2 Cama de hospital

… Até acordar em uma cama de hospital. Sim, era uma cama de hospital. Roupa de cama toda branca, as paredes também brancas, um saquinho de soro fisiológico – ou algum outro remédio – pendurado ao lado da cama, ligado ao meu braço direito, uma das pernas para cima, toda enfaixada, pendurada, como naqueles desenhos animados que eu assistia quando criança. Não fazia a mais remota ideia de como havia parado ali. Tentei mover os braços, sem sucesso. Dor. Mal conseguia abrir um dos olhos. Aparelhos por todos os lados. Uma enfermeira se aproximou:

— Bom dia, senhor Solomon, vejo que acordou. Vamos tomar uma sopinha? — Lançou-me um sorriso radiante. Tentei falar, não consegui. Não saía som, e de qualquer forma, doía demais. Dúvidas, dúvidas, muitas, infinitas (multiverso). Algumas palavras vinham à mente, como se ditadas por outra voz. Multiverso, universo, infinito, limiar… limiar de quê? Será que cheguei ao “outro lado”? Mas não faria sentido estar em um hospital. Faria? Virei a cabeça o máximo que pude, e percebi que não estava sozinho. Havia outra cama no mesmo quarto. Havia um senhor, bem idoso, deitado, mas sem aparelhos, nem faixas ou gessos. Ele me observava. Sorria de leve. Deitou-se lentamente quando a enfermeira chegou. Apaguei de novo.

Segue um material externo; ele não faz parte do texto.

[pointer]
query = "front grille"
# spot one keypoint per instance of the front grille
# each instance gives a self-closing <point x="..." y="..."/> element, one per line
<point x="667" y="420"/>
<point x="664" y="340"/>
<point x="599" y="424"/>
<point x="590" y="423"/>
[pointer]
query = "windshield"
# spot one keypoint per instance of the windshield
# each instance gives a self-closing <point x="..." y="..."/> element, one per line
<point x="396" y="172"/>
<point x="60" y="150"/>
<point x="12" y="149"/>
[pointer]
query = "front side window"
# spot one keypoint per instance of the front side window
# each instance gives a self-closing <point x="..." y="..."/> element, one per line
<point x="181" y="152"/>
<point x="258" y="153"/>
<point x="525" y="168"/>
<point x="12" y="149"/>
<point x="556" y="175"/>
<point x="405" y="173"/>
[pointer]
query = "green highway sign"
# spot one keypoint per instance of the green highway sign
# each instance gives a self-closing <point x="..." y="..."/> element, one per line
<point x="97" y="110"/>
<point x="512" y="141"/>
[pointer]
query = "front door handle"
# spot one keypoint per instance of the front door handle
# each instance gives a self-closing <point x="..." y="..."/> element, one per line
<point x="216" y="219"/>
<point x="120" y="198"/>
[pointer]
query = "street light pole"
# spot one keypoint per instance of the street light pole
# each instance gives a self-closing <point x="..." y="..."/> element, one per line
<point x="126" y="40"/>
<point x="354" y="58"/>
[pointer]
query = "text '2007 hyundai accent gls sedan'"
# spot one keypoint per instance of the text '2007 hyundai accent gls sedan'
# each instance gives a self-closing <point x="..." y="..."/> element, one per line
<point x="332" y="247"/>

Acordei com minha mãe me chamando. Abri os olhos (acordado? Sonhando? Vivo?) e vi também meu pai. Eles estavam de pé, diante de mim, me olhando com preocupação e um certo alívio (escapei da morte?). Foi bom revê-los, sim. Mas… Diane? Niara? Onde estavam?

— Mãe… cadê a Diane?

            — Filho, meu filho… de onde você tirou essa Diane? É uma namorada? Ela estava com você?

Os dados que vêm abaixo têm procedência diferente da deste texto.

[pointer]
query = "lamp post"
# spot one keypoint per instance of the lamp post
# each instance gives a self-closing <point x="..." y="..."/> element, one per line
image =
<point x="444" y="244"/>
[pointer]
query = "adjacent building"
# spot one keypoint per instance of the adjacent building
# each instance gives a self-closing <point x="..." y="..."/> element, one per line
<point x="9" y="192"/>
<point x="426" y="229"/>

            — Mãe, que loucura é essa? — Senti dor, e tentei falar mais devagar. — Diane é minha esposa, quem está ficando louco, eu ou a senhora?

— Filho, você sofreu um sério acidente, tente descansar. Nós podemos conversar com calma quando estiver melhor — interveio meu pai, percebendo minha confusão. Estava mesmo confuso, pois nenhum deles parecia nem remotamente lembrar da existência da nora e da neta.

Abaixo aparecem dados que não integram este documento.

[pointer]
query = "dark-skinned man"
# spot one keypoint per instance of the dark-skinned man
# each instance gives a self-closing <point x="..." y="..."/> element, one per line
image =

Senti dois olhos me fitando na cama ao lado. O senhor parecia me dizer alguma coisa. Senti apenas que não era o momento de discussões ou interrogatórios. Vamos jogar o jogo… Perguntei do acidente. De fato, não lembrava de nada. Meu pai me mostrou duas fotos do que restou do carro. Quando vi as imagens, fiquei ainda mais impressionado por estar vivo. Naquele momento, porém, preferia estar morto, pois não pensava em mais nada além de minha esposa e minha filha. Onde estariam? Teriam sido sequestradas? Esse pensamento me ocorrera naquele momento, e de repente comecei a chorar, diante de meus pais e do senhor idoso. Recebi o carinho de minha mãe, até que voltei ao mundo dos sonhos...

Os dias se passaram, e eu melhorava. Ainda dormia a maior parte do tempo, mas já conseguia falar sem dor, e comer alguma coisa um pouco mais sólida. Perdi a noção de tempo e notei que sequer sabia o nome de meu companheiro de quarto. Virei a cabeça o quanto pude e o vi de costas, olhando pela grande janela, vestindo uma camisola para pacientes, azul bebê, com mangas japonesas e amarração nas costas.

— Seu nome? — perguntei calmamente.

Ele levou algum tempo até se mover. Olhou para o lado, em direção à minha cama, mas sem me fitar, e respondeu:

— Amit.

— Amit? Nome diferente… — De fato, nunca ouvira semelhante nome.

— Origem indiana, meu bom rapaz. E você… bem, você é Solomon, casado, pai…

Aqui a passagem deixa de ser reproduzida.